La consulta es iniciativa de organizaciones animalistas que entre febrero y marzo la radicaron en la Alcaldía para que Petro impulsara su trámite. Él, amigo de la propuesta y queriéndose jugar una última carta para sacar los toros de la Plaza de Santamaría, presentó el texto el 19 de mayo ante el Concejo para que este estudie, como manda la ley, la conveniencia de convocar a los ciudadanos para que se pronuncien sobre el tema en las urnas. La pregunta formulada es: “¿Está usted de acuerdo, sí o no, con que se realicen corridas de toros y novilladas en Bogotá?”.

Los conceptos de las dos universidades son de finales de abril.

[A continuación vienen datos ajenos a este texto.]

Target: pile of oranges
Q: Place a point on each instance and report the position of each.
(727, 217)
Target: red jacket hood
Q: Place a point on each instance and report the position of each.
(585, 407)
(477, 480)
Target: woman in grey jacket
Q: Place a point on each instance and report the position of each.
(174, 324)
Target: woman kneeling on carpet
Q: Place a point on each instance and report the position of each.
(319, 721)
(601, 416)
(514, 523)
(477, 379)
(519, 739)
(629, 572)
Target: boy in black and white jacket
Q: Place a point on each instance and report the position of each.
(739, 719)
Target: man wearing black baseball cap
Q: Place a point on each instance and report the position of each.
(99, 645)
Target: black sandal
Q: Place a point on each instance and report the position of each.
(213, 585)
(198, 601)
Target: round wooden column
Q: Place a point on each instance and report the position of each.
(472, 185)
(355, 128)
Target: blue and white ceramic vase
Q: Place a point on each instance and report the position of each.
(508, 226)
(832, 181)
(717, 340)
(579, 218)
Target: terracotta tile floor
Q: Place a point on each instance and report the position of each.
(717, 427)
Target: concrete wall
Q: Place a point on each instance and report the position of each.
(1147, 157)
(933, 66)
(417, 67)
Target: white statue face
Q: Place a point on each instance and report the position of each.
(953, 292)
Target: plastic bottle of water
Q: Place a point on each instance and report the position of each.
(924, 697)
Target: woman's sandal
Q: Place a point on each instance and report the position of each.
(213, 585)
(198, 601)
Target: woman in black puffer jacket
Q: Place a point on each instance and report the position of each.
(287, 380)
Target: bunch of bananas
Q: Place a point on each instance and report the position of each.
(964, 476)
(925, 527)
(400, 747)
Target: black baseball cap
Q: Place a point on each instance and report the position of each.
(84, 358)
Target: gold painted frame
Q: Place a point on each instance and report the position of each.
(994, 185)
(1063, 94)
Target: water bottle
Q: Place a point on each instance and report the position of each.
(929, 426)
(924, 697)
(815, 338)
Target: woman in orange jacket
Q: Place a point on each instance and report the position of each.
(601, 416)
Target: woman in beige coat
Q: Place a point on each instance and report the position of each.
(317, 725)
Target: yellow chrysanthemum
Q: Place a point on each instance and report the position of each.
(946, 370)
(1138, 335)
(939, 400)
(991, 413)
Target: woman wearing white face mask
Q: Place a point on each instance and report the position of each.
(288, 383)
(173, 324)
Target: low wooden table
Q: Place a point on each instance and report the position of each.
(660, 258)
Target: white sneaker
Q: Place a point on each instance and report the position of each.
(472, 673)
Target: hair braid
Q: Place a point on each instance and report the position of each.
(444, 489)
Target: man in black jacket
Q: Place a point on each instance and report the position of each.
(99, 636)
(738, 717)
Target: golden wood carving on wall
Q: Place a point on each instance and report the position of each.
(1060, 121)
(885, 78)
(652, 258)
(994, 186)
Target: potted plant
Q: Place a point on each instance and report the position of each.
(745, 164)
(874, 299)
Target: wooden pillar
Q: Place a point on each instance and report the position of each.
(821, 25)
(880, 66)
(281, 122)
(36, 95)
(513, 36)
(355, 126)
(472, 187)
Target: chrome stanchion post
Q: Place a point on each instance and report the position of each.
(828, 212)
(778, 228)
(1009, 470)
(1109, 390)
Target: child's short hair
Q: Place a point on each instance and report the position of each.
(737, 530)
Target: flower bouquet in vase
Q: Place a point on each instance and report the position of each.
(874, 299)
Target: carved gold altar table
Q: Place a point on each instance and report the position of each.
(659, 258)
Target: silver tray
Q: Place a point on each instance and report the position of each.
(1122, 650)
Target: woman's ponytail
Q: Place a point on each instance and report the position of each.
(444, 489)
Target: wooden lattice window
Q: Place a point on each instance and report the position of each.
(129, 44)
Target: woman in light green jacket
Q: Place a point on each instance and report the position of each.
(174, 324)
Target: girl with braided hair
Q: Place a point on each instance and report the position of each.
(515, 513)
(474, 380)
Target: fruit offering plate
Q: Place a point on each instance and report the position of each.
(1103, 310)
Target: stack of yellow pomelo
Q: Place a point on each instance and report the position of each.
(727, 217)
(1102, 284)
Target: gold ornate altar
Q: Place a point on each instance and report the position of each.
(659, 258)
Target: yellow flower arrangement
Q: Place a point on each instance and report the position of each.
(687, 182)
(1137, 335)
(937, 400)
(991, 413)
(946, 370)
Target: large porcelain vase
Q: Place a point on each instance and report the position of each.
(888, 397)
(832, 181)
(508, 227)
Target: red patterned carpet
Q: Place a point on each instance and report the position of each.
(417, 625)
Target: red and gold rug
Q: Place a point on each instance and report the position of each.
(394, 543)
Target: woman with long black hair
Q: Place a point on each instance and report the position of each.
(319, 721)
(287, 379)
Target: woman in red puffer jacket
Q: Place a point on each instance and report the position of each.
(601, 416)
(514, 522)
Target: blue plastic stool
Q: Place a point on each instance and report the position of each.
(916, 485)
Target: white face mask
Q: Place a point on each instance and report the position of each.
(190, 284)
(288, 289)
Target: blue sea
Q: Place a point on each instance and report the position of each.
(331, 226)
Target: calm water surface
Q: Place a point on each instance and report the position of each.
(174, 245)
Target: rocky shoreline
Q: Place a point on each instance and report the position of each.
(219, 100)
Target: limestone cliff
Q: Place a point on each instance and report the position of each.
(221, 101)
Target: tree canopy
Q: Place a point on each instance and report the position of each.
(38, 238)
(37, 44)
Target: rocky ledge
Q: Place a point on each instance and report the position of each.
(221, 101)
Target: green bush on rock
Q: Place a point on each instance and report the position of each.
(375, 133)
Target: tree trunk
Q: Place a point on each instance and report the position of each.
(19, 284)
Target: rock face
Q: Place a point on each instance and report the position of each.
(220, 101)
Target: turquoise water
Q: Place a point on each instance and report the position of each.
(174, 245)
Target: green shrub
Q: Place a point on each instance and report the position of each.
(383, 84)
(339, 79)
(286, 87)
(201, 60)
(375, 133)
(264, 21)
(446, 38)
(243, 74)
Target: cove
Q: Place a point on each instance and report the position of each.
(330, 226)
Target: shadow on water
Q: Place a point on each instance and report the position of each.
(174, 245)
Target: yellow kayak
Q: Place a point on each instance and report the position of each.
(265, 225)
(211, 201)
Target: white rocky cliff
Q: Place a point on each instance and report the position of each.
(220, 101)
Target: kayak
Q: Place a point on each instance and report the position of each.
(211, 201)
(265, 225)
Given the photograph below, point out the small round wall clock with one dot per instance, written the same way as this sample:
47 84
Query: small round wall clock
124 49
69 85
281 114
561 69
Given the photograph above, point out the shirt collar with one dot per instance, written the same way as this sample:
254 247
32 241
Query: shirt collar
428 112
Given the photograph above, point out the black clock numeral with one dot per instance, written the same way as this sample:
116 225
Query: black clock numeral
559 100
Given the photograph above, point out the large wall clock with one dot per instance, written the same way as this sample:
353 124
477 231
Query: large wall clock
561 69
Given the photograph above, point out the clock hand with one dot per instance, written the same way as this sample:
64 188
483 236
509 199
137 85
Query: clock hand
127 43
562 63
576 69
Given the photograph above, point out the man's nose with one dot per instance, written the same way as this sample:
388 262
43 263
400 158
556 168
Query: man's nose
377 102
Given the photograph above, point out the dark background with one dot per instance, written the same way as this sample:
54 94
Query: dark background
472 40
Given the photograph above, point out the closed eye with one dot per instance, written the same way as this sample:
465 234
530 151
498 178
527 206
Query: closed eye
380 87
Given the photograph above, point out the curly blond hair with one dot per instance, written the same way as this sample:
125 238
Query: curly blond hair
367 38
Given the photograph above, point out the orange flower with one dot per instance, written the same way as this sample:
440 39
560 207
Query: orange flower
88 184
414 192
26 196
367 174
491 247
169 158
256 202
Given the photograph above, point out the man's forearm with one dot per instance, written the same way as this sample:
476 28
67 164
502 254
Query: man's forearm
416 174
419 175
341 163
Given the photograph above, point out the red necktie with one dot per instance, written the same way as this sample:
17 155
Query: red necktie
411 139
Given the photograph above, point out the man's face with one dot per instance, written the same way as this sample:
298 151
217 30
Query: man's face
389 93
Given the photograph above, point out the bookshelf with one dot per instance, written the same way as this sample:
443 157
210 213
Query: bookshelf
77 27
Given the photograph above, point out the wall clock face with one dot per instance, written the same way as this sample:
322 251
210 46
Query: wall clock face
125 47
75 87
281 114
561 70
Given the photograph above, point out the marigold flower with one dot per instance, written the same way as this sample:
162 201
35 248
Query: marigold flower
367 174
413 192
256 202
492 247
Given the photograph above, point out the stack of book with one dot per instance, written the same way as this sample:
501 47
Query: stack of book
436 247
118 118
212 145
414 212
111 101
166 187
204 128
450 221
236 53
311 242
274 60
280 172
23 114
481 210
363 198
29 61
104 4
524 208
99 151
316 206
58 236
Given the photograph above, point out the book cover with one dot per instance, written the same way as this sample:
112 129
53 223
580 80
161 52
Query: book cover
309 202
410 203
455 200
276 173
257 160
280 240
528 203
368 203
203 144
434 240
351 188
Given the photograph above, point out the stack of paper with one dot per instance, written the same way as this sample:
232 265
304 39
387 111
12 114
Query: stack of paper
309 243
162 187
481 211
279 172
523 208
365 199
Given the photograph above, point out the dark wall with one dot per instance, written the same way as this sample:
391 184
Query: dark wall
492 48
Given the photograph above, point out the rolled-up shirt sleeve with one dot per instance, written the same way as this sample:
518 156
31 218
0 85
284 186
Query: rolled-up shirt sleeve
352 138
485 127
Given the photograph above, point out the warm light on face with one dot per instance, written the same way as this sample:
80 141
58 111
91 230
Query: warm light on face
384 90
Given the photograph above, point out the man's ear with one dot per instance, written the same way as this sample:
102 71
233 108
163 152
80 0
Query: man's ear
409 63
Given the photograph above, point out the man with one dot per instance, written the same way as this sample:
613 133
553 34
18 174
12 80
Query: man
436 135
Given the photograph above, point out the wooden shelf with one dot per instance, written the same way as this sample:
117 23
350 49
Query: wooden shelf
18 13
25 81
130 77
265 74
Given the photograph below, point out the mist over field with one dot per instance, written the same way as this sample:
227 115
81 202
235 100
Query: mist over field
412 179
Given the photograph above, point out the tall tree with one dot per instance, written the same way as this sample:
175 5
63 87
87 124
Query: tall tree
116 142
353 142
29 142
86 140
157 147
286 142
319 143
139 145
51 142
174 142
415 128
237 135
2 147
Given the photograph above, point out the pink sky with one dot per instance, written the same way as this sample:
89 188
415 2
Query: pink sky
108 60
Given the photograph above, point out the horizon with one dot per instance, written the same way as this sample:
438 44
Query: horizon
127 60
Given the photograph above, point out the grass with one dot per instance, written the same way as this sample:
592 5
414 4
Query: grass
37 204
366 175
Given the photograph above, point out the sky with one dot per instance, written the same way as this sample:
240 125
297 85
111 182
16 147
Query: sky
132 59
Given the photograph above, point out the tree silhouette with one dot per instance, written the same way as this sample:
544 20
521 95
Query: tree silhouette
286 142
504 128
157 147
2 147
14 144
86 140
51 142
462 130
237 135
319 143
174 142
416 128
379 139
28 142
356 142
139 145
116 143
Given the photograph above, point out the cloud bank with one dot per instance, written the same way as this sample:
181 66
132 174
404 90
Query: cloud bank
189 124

Por el Externado respondió Magdalena Correa Henao, directora del Departamento de Derecho Constitucional, y concluye que la pregunta no puede plantear la exclusión total de las corridas y novilladas en Bogotá debido a que está vigente el Estatuto Taurino (Ley 916 de 2004).

Indica, además, que es el Congreso, y no el Distrito, el que tiene competencia en este caso, porque fue el Congreso el que reconoció que las corridas de toros son una manifestación cultural, así que una alcaldía “no podría prohibir su realización a menos que esta decisión se fundamente en motivos de orden público”. La administración Petro considera, por el contrario y basada en sentencias de la Corte Constitucional, que sí puede determinar si en la ciudad “cierta actividad hace parte de su arraigo cultural”.

Los promotores de la consulta dan a entender a su vez que el resultado de esta permitirá saber qué tan arraigadas están las corridas y novilladas en la cultura de la ciudad, pero la directora del Departamento de Derecho Constitucional del Externado estima que ese no es el mecanismo idóneo para evaluar eso: “el arraigo cultural no implica necesariamente que la tradición sea compartida por la mayoría, sino que en determinada sociedad esa actividad se haya mantenido en el tiempo”.

Su análisis también indica que una decisión del pueblo en la consulta no puede desconocer derechos fundamentales de ningún grupo, menos si se este es minoritario, como los taurinos. El derecho que sería violado en este caso, según esa universidad, sería el libre desarrollo de la personalidad de los aficionados.

El análisis de la Universidad Libre concluye, al contrario del anterior, que la Alcaldía sí puede convocar la consulta antitaurina, pero la considera viable “siempre y cuando se hagan algunos ajustes”, puntualmente en la pregunta. Tal y como está redactada, dice, no resiste un examen constitucional, pues “descarta cualquier posibilidad de celebración de corridas de toros o novilladas”, lo que implicaría restricción del derecho a la libertad de expresión.

Su propuesta es reescribirla para que, sin plantear la exclusión total de las corridas, dé pie a que el Distrito ocupe la Plaza en otras actividades la mayor parte del tiempo y limite los toros, por ejemplo, a los domingos. Una posible pregunta que sería viable, según este centro académico, es: “¿Está de acuerdo con que se destine la Plaza de Toros de Santamaría, salvo los domingos, a todo tipo de actividad cultural y recreativa?”. Pero Petro, en el texto que le presentó al Concejo, responde que la pregunta “no transgrede los derechos fundamentales”, así que la mantuvo como estaba.

El alcalde no estaba obligado a acoger ningún concepto, pero queda la duda sobre las razones para recoger conceptos de expertos y luego no tener en cuenta ninguna recomendación, al menos parcialmente, antes de someterse al escrutinio de un esquivo Concejo.

La plenaria estudiará esas y otras posiciones una vez el Distrito instale, este viernes, las sesiones extra que convocó para estudiar el tema. Allí se partirá de las ponencias de cinco cabildantes que ya abordaron el caso en una comisión: Clara Lucía Sandoval (La U), Olga Victoria Rubio (MIRA), Yezid García (Alianza Verde), Jorge Durán (Liberal) y Darío Fernando Cepeda (Cambio Radical). Los tres primeros estarían a favor; los dos últimos, no.